Dia mengklaim, pemerintah terus mengupayakan memberi jaminan hak, rasa aman, dan nyaman bagi PMI. Badan Perlindungan Pekerja Migran Indonesia (BP2MI) pun disebut bertanggung jawab memastikan tidak ada yang berangkat sebelum memiliki prasyarat agar bisa bertahan hidup.
Indonesia, sambung Muhadjir, masih memiliki banyak pekerjaan rumah (PR) yang harus diselesaikan terkait permasalahan PMI ini. Dirinya berjanji bakal mempelajari mata rantai dan peta penanganan masalah yang ada.
"Kemenko PMK tidak bisa secara eksplisit menyelesaikan masalah ini, tapi saya akan bicara dengan kementerian terkait. Mudah-mudahan kita bisa terus berupaya keras untuk memperbaiki dan mengatasi ini dengan lebih baik," ucapnya.
Hal tersebut dilakukan agar PMI yang dielu-elukan sebagai pahlawan devisa bagi negara justru tak mendapatkan hak, terutama perlindungan serta rasa aman dan nyaman.
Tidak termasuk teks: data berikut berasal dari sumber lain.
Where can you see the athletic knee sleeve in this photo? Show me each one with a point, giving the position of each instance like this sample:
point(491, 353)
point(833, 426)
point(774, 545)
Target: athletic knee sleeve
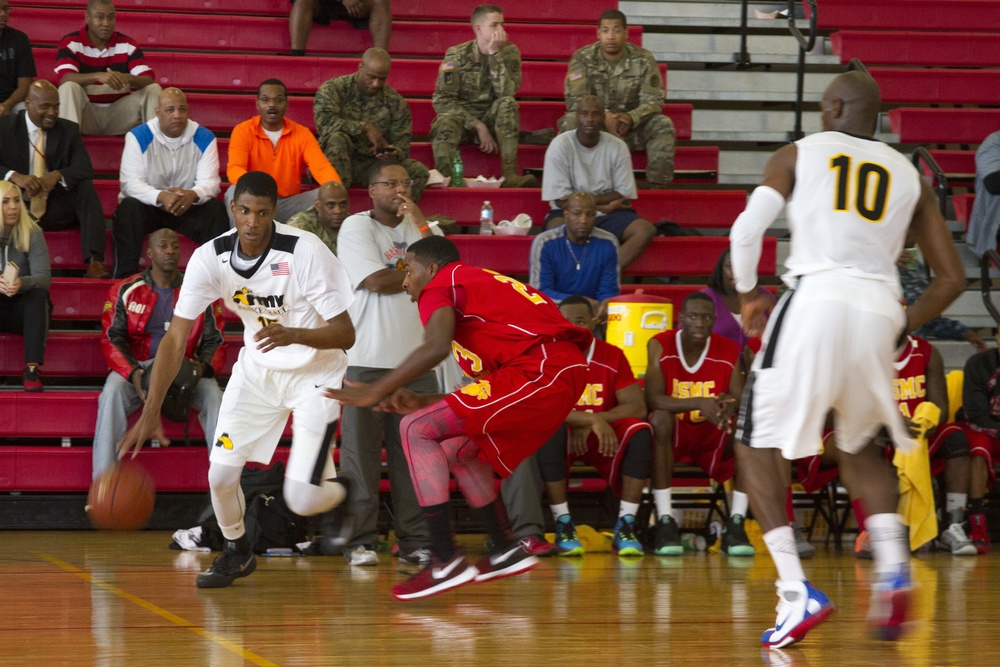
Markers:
point(638, 454)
"Kami berkomitmen bahwa negara harus hadir untuk melindungi mereka. Saya berharap, Deputi IV Kemenko PMK nanti bisa memberikan data masalah apa saja yang masih harus kita urai dan selesaikan satu persatu sehingga hak PMI terpenuhi secara baik," tutur Muhadjir.
Berdasarkan catatan Lembaga Perlindungan Saksi dan Korban (LPSK), hanya 25% dari total buruh migran yang diberangkatkan agen resmi. Pemalsuan dokumen, seperti KTP, paspor, dan buku pelayar umum, banyak dialami para korban perdagangan orang ini.
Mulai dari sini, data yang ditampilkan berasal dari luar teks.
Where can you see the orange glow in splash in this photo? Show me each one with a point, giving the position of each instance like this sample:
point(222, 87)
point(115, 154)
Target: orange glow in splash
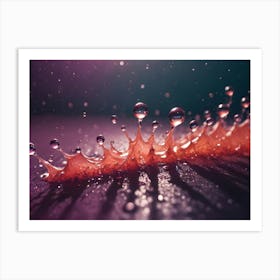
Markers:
point(216, 140)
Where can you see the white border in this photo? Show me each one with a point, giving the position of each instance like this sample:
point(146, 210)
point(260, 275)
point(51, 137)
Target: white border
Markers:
point(254, 55)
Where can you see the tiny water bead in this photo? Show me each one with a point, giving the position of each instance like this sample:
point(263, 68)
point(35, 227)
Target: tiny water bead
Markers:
point(54, 143)
point(140, 111)
point(176, 116)
point(237, 118)
point(223, 111)
point(155, 125)
point(209, 122)
point(193, 125)
point(245, 102)
point(229, 91)
point(32, 149)
point(114, 119)
point(207, 114)
point(100, 139)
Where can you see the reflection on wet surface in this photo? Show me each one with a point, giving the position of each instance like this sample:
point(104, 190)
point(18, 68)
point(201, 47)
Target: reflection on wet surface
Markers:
point(199, 189)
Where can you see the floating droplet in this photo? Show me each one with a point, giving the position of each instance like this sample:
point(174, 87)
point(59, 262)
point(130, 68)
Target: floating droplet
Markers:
point(193, 125)
point(207, 114)
point(209, 122)
point(100, 139)
point(237, 118)
point(223, 111)
point(32, 149)
point(229, 91)
point(129, 207)
point(114, 119)
point(245, 102)
point(44, 175)
point(155, 125)
point(176, 116)
point(54, 143)
point(140, 111)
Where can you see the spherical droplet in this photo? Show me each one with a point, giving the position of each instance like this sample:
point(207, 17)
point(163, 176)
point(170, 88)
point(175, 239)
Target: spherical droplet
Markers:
point(32, 149)
point(209, 122)
point(237, 118)
point(140, 111)
point(223, 111)
point(193, 125)
point(44, 175)
point(155, 125)
point(129, 207)
point(176, 116)
point(54, 144)
point(207, 114)
point(229, 91)
point(114, 119)
point(100, 139)
point(245, 102)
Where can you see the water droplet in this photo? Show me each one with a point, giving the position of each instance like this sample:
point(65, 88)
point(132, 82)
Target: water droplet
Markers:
point(193, 125)
point(157, 112)
point(229, 91)
point(237, 118)
point(207, 114)
point(114, 119)
point(44, 175)
point(100, 139)
point(176, 116)
point(54, 143)
point(32, 149)
point(155, 125)
point(129, 207)
point(140, 111)
point(245, 103)
point(209, 122)
point(223, 111)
Pemalsuan sertifikat pelaut yang diungkap Polda Metro Jaya pada Juni membuktikan hal itu. “Pemalsuan dokumen merupakan salah satu cara pelaku TPPO (tindak pidana perdagangan orang) mempermudah para korban dipekerjakan,” ujar Wakil Ketua LPSK, Edwin Partogi, dalam keterangan tertulis, beberapa waktu lalu.
Sejak 2016 hingga Juni 2020, sebanyak 288 PMI korban TPPO mengajukan permohonan perlindungan kepada LPSK. Sebanyak 153 di antaranya adalah perempuan dan 10 lainnya masih anak-anak.